In every purchase we have, there is always a Value Added Tax or VAT. So, even for cars, there is a VAT which is usually 20% of the total price. The VAT is usually calculated with the price of the car. Buyers can get back the 20% in different circumstances and even lower the car’s price. VAT qualifying used cars are usually formerly owned for business use. If your car is VAT registered, you can take back the 20%.
If the used car you’ve bought is privately owned and ends up non-VAT qualifying, the VAT can’t be reclaimed or be restored. Usual non-VAT vehicles are individual cars used by one person, ambulance, prison vans, and more which are not for businesses.
Make sure to ask the individual or company dealer you’re purchasing your car to know if the car is VAT registered. If the car ends up being VAT registered, there is a way for you to cover that tax with a title loan. If your name is missing in the title, contact a loan agent to see how you can get a title loan with title not in my name.
If your car is not VAT qualifying, you can read up on Carplus finance on how the margin scheme works to account for VAT. You can know which cars are eligible for VAT and what are those non-qualifying ones.
How VAT Works on Used Cars?
If you’re planning to buy a used car, there are several terms you need to understand. First, you need to remember that some car dealers make a profit out of VAT. The dealers register the cars as a “demo sale” and not pay for the VAT and get bucks off the price. Be careful with the demo sale scheme to look for a VAT registered vehicle for your businesses.
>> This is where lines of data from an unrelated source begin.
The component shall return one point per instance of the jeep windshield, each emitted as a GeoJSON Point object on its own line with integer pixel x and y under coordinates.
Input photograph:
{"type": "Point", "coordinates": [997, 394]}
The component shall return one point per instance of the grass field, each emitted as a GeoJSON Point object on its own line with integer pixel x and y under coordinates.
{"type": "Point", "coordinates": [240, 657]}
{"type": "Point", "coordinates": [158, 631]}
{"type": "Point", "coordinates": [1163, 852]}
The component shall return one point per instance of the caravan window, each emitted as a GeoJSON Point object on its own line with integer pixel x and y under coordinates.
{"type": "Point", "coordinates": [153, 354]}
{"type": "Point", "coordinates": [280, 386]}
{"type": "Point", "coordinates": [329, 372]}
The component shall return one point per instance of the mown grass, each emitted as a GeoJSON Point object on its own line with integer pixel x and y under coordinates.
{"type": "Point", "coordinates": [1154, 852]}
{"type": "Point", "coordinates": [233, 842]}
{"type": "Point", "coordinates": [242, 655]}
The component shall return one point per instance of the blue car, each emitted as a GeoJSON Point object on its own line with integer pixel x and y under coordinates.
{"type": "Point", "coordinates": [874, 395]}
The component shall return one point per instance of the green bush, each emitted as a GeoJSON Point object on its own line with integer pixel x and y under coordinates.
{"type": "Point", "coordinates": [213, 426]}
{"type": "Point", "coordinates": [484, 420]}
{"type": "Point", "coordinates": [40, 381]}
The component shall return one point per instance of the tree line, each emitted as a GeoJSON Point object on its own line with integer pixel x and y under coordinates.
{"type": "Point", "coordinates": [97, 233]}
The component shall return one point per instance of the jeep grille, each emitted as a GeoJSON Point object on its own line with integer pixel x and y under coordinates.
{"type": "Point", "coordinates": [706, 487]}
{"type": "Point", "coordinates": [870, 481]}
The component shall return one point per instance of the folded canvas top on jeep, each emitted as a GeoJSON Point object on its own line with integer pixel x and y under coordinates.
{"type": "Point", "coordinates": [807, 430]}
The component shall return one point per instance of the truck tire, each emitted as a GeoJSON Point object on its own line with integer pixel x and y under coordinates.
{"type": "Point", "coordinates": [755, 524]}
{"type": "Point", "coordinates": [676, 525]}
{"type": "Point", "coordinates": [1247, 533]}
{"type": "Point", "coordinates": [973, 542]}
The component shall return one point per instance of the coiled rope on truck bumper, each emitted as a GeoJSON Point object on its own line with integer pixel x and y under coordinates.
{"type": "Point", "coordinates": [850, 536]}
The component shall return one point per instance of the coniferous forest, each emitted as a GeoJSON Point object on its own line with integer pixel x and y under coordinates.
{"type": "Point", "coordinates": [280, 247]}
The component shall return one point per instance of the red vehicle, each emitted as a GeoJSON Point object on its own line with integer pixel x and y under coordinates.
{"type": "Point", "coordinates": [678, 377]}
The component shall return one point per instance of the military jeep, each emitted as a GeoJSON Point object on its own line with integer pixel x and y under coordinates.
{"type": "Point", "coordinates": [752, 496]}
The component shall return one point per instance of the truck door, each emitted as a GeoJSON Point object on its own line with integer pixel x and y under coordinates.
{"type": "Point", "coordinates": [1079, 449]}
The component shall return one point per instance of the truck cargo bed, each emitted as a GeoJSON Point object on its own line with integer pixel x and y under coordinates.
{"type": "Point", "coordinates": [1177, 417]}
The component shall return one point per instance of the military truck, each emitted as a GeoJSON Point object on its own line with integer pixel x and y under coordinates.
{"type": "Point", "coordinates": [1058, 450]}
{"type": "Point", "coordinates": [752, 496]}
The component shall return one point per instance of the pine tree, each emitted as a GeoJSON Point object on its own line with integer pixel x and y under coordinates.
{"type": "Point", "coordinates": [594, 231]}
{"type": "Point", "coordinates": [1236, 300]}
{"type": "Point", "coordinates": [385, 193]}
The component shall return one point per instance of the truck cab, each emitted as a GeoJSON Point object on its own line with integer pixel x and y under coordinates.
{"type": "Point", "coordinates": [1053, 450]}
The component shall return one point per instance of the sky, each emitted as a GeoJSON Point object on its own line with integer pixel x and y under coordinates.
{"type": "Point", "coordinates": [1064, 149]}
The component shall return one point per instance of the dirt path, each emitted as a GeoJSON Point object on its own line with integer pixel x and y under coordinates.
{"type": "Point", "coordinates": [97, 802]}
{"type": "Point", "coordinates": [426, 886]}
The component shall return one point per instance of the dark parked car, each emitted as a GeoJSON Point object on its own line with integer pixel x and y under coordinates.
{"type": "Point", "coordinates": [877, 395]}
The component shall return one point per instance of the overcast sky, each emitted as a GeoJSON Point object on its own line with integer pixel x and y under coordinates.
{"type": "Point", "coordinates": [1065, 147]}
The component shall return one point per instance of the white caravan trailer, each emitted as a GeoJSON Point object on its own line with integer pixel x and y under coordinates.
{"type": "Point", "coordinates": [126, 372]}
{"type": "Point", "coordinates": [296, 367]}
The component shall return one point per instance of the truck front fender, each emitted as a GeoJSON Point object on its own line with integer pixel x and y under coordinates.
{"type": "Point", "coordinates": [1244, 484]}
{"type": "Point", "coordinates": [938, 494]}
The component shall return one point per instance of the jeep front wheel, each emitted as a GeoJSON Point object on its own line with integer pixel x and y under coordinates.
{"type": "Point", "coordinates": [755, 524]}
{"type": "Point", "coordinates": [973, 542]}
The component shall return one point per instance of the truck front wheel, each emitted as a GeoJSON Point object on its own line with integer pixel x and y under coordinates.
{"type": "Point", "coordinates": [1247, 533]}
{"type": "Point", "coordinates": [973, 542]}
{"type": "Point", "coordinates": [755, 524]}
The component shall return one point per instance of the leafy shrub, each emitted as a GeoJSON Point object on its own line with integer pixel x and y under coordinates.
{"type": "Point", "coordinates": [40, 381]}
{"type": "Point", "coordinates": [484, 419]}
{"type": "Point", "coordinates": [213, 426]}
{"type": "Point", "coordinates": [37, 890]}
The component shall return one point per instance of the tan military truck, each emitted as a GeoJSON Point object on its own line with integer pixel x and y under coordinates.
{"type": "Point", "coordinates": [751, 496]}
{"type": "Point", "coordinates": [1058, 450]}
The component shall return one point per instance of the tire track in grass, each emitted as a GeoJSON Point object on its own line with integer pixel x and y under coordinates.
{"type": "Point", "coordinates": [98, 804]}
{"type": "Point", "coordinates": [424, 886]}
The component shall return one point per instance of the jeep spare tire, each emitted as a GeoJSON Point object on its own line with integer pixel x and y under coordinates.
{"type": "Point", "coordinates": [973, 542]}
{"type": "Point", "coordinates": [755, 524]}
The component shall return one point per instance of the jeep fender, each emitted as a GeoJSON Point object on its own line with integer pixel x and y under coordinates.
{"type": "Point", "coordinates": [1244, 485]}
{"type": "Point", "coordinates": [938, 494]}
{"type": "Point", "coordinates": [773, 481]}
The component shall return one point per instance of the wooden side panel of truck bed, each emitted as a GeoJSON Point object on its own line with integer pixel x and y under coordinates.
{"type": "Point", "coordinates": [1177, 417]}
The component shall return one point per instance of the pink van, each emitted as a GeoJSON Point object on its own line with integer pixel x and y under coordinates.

Second, the dealer pays for the VAT but reclaims it as an input tax upon purchase. The input tax would be accounted for in the purchase price of the car.
Lastly, the buyer pays for the VAT, and the buyer reclaims it as an output tax upon sale.
To illustrate the situation on input and output tax, here is an example:
- A dealer is selling a used car in the UK with a price of £12,000.
- It has undergone the following for input and output tax.
- Purchase price of £11,000.
- The UK VAT reclaimed is calculated at a 7/47 VAT fraction with £1638.30.
- The total net purchase price is £9361.70 (£11,000-£1638.30).
- Sale price of £12,000.
- The VAT reclaimed is calculated at a 7/47 VAT fraction with £1787.24.
- The total sale price is £10212.76 (£12000-£1787.24).
- The total VAT paid by the UK dealer is £148.94 (£1638.30-£1787.24).
You can now imagine how the VAT is computed when you purchase a new car. The VAT computed above is also reclaimable. Make sure to ask the individual or company dealer you’re purchasing your car to know if the car is VAT registered.
Benefits of Non-EU (Export) Customers
If you export outside a car from the UK, it is a big advantage with the savings you can make. Buying a car from the UK will give you a 20% reclaimed VAT, and you can pay less for the car.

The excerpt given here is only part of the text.